No século XIII, o enforcamento passou a ser associado a um método de execução mais brutal conhecido como “enforcado, desenhado e esquartejado”. Este tipo de pena capital era reservado para crimes de traição, considerados crimes contra a coroa e a nação. O processo envolvia arrastar o condenado até o local da execução, enforcá-lo até quase a morte, e depois esquartejá-lo, com os membros ou a cabeça frequentemente exibidos publicamente como um aviso a outros potenciais criminosos.

No entanto, a prática de enforcamento passou por mudanças significativas ao longo dos séculos. No século XVIII, surgiu a prática conhecida como “nova queda” ou “queda longa”. Esse método foi introduzido pela primeira vez na Prisão de Newgate, em Londres, em 1783, e envolvia forcas projetadas para acomodar múltiplos condenados ao mesmo tempo. O método mais eficiente de causar a morte rápida, a “queda longa” , foi visto como mais humano do que a asfixia prolongada do enforcamento tradicional.

A Queima e o Desaparecimento do Desaparecimento

Embora o enforcamento tenha sido o método predominante, outras formas de pena capital também foram usadas.

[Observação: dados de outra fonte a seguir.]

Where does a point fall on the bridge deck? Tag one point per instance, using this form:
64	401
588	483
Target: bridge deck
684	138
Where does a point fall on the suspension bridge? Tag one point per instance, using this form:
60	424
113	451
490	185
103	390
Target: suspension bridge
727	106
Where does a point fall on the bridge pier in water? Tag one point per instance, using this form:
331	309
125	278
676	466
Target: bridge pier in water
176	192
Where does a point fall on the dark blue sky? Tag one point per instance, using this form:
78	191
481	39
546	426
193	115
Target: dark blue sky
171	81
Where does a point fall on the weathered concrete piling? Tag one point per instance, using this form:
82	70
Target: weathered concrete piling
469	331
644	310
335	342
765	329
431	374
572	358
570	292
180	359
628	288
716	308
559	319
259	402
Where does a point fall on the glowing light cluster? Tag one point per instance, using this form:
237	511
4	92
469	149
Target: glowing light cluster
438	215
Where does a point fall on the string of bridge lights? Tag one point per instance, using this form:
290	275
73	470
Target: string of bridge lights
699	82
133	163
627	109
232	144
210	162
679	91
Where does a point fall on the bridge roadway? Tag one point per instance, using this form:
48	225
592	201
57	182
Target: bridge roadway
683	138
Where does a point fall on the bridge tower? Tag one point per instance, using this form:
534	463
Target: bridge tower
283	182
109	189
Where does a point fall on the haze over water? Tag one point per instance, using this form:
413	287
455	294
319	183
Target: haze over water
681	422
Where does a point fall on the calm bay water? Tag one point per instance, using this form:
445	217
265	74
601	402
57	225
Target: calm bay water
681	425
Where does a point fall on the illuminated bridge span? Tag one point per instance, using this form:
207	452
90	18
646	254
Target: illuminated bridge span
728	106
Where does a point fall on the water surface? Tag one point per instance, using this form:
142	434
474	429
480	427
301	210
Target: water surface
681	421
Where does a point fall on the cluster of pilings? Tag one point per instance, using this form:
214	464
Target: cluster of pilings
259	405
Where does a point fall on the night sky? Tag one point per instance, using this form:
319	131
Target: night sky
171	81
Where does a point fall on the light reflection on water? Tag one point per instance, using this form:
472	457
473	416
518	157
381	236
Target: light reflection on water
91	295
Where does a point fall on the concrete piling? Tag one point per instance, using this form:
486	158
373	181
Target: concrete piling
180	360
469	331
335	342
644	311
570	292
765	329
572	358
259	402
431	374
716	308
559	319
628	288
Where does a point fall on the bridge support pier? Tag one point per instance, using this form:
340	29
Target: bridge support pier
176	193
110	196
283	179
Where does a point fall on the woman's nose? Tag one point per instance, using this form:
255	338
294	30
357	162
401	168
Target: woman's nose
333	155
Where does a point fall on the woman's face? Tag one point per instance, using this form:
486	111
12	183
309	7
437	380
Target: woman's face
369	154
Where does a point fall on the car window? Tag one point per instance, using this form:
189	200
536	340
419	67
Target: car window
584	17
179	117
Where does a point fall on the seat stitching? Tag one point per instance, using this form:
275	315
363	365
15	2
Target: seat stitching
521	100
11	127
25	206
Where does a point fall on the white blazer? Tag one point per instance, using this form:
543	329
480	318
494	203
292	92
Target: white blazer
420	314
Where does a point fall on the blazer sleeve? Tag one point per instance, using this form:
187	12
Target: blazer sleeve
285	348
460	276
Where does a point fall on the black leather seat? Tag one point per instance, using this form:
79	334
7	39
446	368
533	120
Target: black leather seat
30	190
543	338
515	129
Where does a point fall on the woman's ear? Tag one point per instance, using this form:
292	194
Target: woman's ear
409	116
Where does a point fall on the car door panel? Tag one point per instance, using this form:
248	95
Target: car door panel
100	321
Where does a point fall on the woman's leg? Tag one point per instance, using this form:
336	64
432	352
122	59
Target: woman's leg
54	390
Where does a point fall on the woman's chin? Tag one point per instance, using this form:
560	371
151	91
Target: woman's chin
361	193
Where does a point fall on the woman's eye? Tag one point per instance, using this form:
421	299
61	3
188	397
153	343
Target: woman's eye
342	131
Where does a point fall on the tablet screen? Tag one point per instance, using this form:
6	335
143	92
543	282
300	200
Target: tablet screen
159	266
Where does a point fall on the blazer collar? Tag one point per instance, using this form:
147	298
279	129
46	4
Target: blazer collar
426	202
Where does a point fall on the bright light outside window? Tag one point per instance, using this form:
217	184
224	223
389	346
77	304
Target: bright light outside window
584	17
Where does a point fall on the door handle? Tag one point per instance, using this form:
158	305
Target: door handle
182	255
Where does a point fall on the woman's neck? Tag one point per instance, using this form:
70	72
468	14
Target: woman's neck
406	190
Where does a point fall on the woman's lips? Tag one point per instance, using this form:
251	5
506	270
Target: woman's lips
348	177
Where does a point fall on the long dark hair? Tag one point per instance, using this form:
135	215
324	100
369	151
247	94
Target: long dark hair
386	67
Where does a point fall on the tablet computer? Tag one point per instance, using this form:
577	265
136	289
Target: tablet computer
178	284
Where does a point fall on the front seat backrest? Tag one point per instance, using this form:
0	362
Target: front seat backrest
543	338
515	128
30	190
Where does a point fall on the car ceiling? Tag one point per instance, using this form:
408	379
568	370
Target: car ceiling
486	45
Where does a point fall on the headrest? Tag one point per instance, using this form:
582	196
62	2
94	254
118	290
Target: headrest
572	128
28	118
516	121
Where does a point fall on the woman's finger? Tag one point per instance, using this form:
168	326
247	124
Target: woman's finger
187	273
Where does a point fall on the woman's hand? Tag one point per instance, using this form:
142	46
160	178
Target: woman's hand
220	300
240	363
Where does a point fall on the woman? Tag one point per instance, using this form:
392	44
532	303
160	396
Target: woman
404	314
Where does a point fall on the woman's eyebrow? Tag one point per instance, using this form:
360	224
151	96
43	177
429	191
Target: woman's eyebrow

A queima na fogueira, por exemplo, era uma forma comum de execução para aqueles condenados por heresia no século XI e traição a partir do século XIII. A prática foi amplamente empregada durante o reinado de Maria I, que procurou restaurar o catolicismo na Grã-Bretanha. Aproximadamente 220 dissidentes protestantes foram queimados na fogueira sob seu governo, o que lhe conferiu o apelido de “Bloody Mary” (Maria Sangrenta).

Além disso, a queima também foi usada como uma forma de punição para mulheres condenadas por crimes que desafiavam a ordem patriarcal, como o assassinato do marido. As acusações de bruxaria, que afetam desproporcionalmente as mulheres, também resultaram em execuções por queima até o século XVIII na Escócia. No entanto, os nobres frequentemente escapavam desse destino cruel, pois a execução por decapitação, considerada mais rápida e menos dolorosa, era reservada para a elite. Figuras históricas notáveis, como Ana Bolena, Maria Rainha da Escócia e Carlos I, foram decapitadas, refletindo seu status social e a mudança nas práticas de execução.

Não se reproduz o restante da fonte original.